To achieve this we had to look at where we were and then project forward — looking for adjustments in model, culture, organizational alignment and more.

Model Shift

COSI’s business model was very typical of most science centers/museums and other non-profits that have some level of service mix between revenue based and free/discounted services.  Looking at our model, it looked like Diagram 1.

Diagram 1 – Typical non-profit science center financial and service model

The problem with this model is that there is often a natural, silo based disconnect between those designing and delivering the visitor experience and programs and those in development filling the financial gap.  And as noted, the dynamics around philanthropy are changing significantly and rapidly.  General Operating Support (GOS) funds for science centers and museums are becoming more difficult to secure.  And as Development staff respond to this, they are often pushed into proposals to match a donor’s very specific initiative, which may not be a high impact, high value use of the institution’s resources and often won’t cover overhead.


… the dynamics around philanthropy are changing significantly and rapidly.

 



In response we set out to rethink our approach with the following objectives:

  1. Leverage operational self-sufficiency to
  2. Create a sustainable future
  3. With greater impact

This led us to a series of questions as we looked at ourselves through a new lens – what would we look like as a self-sustaining business?  To do this, we consciously set aside services that we knew would most likely not have the potential to be financially self-sufficient through earned income, such as access initiatives, inner-city outreach and teen programs to name a few.  The sustainable approach to these would be very different even though they are key to our mission related services (more on that later).  But both sides of the financial equation would benefit from a focus on differentiated service/product and greatness as an institution known for high impact in those areas we focus upon.

Our “business” then must be built in the same fashion that has been put forth in Built to Last and Good to Great –the hedgehog concept of finding the intersection of:

  • “What is it we are deeply passionate about?”
  • “What can we be best in the world at?”
  • “What drives our economic/resource engine?”

This comes in recognition that science centers and museums live in Quadrant 4 of Jim Collins’ framework of Economic Engine in the Social Service Sector –high potential business revenues and low charitable donations and private grants (Good to Great and the Social Sector).  We have buildings, specialized staff, brand and community goodwill to apply toward the ability to drive revenue as we work in sectors that society deems are important (e.g. education, STEM and family learning).  And we often also serve as destinations for families and tourists and as community anchors.  There is money flowing in all of those domains and we felt that with the right approach and strategic partnerships we could be both more impactful (great) while securing more earned revenue and dedicated funding streams (sustainable).

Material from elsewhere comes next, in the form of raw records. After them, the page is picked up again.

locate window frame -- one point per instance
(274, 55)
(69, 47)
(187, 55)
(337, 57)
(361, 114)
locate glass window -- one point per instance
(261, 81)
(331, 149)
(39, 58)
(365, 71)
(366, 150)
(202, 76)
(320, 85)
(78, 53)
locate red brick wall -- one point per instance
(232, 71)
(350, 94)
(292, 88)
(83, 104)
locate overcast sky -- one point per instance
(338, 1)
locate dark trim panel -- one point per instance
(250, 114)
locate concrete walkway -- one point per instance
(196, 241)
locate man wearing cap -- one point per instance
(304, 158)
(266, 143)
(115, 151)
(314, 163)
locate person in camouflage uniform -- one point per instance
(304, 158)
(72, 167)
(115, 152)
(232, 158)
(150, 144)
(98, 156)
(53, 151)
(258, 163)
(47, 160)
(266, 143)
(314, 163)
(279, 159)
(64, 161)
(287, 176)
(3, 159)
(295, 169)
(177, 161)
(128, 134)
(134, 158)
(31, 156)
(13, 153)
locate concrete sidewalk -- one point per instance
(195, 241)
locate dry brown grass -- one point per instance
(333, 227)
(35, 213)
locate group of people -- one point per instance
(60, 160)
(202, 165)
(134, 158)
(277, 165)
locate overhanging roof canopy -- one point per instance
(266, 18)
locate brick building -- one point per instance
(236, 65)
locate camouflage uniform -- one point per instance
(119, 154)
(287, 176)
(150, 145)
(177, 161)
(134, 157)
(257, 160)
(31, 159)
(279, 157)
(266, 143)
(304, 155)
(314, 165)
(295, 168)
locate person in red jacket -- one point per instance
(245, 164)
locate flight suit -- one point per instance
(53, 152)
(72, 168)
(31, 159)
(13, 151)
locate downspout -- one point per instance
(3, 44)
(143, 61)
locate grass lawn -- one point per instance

Chart 1 below shows the types of comparison analysis regarding COSI’s service mix around the core question – Are we just being good, or are we being great?

Good Services Great, Sustainable Services
Generic educational programs Specialized programs tapping unique center/museum assets
Generic school field trips School contracts for STEM services
General family and student access underwritten by institution Targeted, high impact access programs with funding and strong partners
Specialized staff having up and down level of internal work Specialized staff earning revenue from contracts to supplement internal work
Chart 1 – Good versus Great with more sustainable services

The Need to Systemically Differentiate

The concept of differentiation is critical.  As I put it, drawing on a previous life as a consultant to Apple Computer, “Are we Dell or Apple in our markets?”  What does this mean?

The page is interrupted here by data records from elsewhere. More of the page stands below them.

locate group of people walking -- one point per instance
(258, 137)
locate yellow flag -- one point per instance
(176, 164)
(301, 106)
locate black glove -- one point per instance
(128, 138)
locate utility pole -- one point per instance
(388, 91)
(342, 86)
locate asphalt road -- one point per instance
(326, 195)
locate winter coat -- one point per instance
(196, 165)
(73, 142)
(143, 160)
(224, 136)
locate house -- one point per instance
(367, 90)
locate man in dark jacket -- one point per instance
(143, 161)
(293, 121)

Dell built its success offering the very best combination of decent and customizable features on a computer with the best cost/benefit product price.  To make that happen they built their whole system around cost efficiencies and flexibility.

Apple has focused on building unique, desirable and differentiated products that hold a high value perception and therefore an ability to price at a high profit margin.



“Are we Dell or Apple 
in our markets?”

 


I would suggest that with the inherent expensive nature of most science centers/museums, we cannot afford to price our services like Dell because we don’t have the ability to drive the lowest costs.  (However, we should always seek operational efficiencies drawn from flexible staffing models and investment in technologies for efficiencies and effectiveness to control our overhead.)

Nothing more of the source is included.